Pigs have their paddock quite close but I think they are just cute and I like feeding them. The “oink oink” grunts add that extra spice, in addition to the usual jungle sounds. On top of the aforementioned, it can get quite muddy when it rains. Now it’s the monsoon season, so I haven’t needed a fan. It hasn’t been that hot. And it comes without saying, no air-con either.
Homestay or hotel
If you’d prefer to stay in a “normal” house, there is an inexpensive hotel nearby. You could stay there and come to Eurphon for the day. There are a few shops, restaurants and a market about 5 minutes drive away. They even have a 7/11 and a Tesco Express.

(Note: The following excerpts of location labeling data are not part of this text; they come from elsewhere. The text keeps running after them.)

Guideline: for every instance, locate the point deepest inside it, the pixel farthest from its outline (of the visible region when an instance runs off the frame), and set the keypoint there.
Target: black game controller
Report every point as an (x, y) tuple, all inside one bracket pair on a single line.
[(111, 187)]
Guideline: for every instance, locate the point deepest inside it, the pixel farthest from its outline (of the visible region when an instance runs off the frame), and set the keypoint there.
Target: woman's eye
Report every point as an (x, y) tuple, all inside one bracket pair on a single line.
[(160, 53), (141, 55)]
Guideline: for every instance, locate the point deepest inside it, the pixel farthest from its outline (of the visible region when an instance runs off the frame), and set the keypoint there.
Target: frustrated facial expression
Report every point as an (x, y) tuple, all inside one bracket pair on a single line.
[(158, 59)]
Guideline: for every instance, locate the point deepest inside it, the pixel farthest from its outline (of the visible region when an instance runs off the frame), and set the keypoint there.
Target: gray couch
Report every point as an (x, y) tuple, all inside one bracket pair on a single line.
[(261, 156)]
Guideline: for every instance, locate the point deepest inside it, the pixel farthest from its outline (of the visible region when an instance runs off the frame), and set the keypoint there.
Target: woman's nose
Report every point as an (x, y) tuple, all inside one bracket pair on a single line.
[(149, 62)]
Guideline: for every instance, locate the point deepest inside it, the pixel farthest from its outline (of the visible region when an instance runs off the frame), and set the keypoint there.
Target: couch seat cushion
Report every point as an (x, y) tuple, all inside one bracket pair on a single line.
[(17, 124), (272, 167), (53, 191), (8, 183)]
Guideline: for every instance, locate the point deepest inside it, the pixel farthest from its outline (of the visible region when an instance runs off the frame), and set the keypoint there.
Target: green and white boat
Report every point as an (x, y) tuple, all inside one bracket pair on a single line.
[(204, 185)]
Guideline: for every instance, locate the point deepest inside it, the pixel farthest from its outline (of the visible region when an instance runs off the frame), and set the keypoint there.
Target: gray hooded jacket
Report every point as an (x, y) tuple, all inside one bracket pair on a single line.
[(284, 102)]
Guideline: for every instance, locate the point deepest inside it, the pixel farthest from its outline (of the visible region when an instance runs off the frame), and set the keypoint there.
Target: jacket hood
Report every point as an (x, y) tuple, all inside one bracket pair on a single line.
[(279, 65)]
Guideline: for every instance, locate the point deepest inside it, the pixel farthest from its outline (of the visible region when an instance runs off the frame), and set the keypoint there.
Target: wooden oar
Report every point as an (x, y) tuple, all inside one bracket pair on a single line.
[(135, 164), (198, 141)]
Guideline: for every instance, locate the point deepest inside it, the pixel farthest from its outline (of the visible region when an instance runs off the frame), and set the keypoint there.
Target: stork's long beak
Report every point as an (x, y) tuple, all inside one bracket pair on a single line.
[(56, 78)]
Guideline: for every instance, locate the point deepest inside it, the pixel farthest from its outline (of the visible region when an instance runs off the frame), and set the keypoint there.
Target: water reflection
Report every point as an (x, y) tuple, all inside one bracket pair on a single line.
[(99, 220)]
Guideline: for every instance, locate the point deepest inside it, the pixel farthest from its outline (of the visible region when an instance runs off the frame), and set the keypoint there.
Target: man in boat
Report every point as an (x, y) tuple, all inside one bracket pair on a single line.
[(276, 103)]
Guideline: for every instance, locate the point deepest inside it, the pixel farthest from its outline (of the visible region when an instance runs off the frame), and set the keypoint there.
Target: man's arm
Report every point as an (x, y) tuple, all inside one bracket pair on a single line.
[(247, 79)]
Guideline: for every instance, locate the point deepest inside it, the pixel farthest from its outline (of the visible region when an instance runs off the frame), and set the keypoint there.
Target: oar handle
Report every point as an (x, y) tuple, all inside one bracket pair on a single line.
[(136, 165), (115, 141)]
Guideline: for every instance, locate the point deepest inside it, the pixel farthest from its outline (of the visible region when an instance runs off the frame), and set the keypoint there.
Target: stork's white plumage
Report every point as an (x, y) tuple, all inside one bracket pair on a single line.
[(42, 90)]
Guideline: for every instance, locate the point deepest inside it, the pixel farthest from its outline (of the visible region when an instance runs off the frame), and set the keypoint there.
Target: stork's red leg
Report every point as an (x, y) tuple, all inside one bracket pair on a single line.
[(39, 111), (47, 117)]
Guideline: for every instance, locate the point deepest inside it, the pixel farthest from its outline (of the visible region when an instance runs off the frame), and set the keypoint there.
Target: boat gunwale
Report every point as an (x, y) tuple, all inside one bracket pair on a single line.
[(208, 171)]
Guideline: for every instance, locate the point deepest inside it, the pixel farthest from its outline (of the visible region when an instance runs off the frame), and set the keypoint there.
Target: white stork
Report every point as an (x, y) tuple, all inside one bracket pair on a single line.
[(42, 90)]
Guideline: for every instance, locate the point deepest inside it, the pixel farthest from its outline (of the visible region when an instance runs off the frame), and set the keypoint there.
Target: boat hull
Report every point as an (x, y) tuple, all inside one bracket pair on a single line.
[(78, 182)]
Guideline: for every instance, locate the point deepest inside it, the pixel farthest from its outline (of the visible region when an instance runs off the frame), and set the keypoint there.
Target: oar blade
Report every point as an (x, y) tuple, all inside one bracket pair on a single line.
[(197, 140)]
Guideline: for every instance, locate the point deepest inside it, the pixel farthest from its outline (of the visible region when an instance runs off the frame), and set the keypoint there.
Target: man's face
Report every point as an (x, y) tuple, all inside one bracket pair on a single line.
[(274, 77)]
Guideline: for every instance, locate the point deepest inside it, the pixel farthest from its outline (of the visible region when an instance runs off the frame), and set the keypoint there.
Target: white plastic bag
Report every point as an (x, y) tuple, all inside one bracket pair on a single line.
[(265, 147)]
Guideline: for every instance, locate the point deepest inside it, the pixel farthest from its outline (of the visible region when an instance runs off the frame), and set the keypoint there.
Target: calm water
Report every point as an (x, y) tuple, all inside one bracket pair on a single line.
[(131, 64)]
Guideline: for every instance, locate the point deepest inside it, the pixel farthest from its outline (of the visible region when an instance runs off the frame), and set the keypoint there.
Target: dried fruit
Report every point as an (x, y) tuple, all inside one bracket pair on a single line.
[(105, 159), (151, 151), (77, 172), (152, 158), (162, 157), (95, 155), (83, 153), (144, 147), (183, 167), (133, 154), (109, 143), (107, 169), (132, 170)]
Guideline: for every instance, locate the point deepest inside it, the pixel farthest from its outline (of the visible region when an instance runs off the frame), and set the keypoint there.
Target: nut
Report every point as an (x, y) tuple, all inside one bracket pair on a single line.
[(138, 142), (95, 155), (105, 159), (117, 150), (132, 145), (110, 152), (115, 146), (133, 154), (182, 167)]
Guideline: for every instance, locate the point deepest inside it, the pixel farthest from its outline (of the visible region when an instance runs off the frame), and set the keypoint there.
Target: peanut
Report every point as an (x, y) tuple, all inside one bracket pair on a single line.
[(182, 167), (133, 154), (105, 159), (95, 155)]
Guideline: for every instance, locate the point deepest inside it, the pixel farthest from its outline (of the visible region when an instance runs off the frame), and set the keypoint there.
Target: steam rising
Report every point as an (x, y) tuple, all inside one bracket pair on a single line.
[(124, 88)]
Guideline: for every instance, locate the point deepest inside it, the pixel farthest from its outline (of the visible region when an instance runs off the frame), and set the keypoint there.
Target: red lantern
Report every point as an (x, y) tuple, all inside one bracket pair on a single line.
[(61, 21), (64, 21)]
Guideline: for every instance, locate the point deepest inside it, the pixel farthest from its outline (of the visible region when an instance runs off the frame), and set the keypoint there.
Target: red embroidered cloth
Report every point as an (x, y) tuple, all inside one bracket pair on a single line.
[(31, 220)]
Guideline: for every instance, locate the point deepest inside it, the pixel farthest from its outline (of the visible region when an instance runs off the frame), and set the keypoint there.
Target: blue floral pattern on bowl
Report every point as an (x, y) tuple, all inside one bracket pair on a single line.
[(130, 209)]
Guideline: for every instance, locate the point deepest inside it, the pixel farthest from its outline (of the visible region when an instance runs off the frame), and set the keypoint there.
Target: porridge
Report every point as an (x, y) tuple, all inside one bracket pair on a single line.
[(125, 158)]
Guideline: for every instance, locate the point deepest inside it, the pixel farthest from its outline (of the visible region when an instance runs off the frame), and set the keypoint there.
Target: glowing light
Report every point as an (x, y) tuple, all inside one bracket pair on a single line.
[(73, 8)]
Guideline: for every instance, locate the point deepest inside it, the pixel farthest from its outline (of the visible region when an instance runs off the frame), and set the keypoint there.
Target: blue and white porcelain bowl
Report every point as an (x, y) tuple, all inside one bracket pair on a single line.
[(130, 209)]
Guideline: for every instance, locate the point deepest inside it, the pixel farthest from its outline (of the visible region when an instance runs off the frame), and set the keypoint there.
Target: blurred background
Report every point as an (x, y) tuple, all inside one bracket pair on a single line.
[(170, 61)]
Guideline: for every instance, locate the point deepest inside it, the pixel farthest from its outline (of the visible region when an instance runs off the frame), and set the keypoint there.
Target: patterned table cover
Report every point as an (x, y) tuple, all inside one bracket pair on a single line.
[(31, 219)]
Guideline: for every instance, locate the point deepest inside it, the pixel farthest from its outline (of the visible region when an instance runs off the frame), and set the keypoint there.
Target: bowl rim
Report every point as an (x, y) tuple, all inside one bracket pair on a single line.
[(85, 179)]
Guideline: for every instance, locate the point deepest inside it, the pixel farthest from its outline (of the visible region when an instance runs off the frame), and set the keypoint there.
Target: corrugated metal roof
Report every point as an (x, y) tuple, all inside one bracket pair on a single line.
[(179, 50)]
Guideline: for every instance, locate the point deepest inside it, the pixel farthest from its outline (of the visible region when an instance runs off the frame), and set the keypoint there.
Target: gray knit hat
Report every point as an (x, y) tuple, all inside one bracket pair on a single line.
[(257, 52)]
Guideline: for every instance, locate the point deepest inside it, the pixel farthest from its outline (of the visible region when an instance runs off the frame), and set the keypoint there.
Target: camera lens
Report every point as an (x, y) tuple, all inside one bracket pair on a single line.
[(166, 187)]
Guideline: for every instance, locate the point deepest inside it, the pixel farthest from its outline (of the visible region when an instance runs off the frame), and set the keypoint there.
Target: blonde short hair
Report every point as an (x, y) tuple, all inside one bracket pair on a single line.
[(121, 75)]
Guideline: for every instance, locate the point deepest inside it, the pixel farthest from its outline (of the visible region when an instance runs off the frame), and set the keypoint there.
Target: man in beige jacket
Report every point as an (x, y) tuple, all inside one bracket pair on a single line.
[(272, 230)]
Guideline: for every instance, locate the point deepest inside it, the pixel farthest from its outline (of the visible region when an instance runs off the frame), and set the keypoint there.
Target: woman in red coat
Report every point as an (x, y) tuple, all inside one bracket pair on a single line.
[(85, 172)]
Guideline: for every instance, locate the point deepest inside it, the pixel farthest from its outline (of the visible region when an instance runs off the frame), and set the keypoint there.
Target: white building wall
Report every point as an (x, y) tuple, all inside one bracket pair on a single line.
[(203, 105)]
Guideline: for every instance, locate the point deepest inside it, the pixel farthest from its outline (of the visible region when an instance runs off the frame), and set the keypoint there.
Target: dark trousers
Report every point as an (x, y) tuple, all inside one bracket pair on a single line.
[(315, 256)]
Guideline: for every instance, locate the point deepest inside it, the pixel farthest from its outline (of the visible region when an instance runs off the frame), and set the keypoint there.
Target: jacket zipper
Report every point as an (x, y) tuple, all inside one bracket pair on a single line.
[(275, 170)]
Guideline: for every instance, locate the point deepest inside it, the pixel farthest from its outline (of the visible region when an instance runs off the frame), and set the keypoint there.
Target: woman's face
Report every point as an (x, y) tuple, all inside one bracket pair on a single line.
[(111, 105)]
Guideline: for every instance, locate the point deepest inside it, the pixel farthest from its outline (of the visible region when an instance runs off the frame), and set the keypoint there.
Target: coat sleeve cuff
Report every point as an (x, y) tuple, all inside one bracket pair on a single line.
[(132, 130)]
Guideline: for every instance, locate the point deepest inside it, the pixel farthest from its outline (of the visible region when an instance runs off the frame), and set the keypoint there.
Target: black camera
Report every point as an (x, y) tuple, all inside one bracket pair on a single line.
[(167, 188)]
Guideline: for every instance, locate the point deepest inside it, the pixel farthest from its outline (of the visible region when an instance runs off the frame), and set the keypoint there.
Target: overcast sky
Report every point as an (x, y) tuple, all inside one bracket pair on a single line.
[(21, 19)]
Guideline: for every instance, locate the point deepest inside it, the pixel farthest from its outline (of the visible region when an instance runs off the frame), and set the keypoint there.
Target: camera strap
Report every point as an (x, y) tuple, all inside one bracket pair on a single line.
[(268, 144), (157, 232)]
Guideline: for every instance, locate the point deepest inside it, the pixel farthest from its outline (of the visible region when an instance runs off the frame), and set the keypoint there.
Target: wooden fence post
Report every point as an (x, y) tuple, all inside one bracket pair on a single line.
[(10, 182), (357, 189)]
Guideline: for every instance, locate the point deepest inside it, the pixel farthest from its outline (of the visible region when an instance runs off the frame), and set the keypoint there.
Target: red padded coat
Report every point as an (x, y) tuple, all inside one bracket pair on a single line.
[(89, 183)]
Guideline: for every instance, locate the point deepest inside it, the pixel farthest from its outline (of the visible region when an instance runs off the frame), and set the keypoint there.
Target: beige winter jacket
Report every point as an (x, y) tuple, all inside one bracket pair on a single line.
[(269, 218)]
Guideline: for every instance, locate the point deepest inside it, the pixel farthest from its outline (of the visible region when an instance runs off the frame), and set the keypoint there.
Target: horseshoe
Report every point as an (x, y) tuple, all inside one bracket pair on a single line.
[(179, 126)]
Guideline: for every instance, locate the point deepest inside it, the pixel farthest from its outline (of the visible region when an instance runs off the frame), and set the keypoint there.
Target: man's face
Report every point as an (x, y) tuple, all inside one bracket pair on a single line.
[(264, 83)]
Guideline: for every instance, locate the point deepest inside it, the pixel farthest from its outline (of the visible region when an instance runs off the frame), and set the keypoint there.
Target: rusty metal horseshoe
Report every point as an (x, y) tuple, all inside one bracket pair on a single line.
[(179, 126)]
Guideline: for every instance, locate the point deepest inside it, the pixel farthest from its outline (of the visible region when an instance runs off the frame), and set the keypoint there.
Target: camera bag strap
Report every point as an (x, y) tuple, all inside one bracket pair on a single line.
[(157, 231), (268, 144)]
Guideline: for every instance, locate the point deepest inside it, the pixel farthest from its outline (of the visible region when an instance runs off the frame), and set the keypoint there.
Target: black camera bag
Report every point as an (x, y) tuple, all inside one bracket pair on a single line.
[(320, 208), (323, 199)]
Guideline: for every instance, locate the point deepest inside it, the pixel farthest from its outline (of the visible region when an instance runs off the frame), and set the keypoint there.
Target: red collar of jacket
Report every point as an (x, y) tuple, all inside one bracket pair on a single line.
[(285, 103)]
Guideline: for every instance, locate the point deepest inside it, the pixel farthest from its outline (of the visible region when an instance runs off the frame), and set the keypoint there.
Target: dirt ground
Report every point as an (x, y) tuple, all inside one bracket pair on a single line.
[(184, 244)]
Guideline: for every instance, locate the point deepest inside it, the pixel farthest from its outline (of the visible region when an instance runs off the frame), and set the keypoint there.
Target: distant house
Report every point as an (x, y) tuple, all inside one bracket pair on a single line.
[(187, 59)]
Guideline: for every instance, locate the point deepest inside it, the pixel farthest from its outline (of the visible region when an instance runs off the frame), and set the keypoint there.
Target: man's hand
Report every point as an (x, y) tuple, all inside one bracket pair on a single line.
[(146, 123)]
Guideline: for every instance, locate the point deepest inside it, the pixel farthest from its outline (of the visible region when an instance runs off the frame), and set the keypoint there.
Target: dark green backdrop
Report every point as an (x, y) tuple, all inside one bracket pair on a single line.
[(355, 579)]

On the other hand, perhaps it wouldn’t be the complete Eurphon experience if you’d stay in a hotel. Nevertheless, it would be better than not coming at all.
But, to be honest, at the moment I can see the perks of staying in a hotel as well: running water, clean bed with no ants and mozzies, the opportunity of storing your own food without ants colonising all of it. If you want to stay on the premises, you don’t have to pay, but of course, contributions towards your living expenses are appreciated. There is delicious Thai food served daily, but sometimes the food is very simple, so you might want to bring some snack or fruits for yourself as well. You can also find ample amounts of “khanom” around, which is Thai and means sweets or delicacies. Visitors love bringing cakes, donuts, cookies and special Thai khanom, you see. The kids obviously love the treats, and so have I!
Behaving and sweet kids
The children are lovely, friendly and easygoing, similar to Mama and Papa who run the place. What’s really surprised me, is that there is very little quarrels or bickering. The kids range from toddlers to teenagers, so you are able to do different activities with different age groups. I’ve taken more the role of a youth activity leader, rather than watching over the little ones.
Also, here the whole concept of care-taking is quite different. In West, you have strict rules and ratios on how many caretakers you need to have per child and they are constantly being watched over and serviced. Here, the small ones play a lot together and they able to roam free. Mama said to me that the babies are easy: “They need just food and keeping them clean, but the teenagers can be hard work while going through their puberty.” I think many over-careful Western nannies would completely disagree with this. But, here it seems to make perfect sense.
Still keen on volunteering in Thailand?
If you are still interested, you can contact Eurphon by calling Mama 0971924939. Her real name is Narada but I call her Mama or P’Nui and her husband, P’Nong, Papa, like the Thai children call them Mum and Dad in Thai. I can wholeheartedly agree that this volunteering has been an experience of a lifetime. Eurphon is like a big family, and it consists of people who have hearts in their right places. I definitely want to come back here again.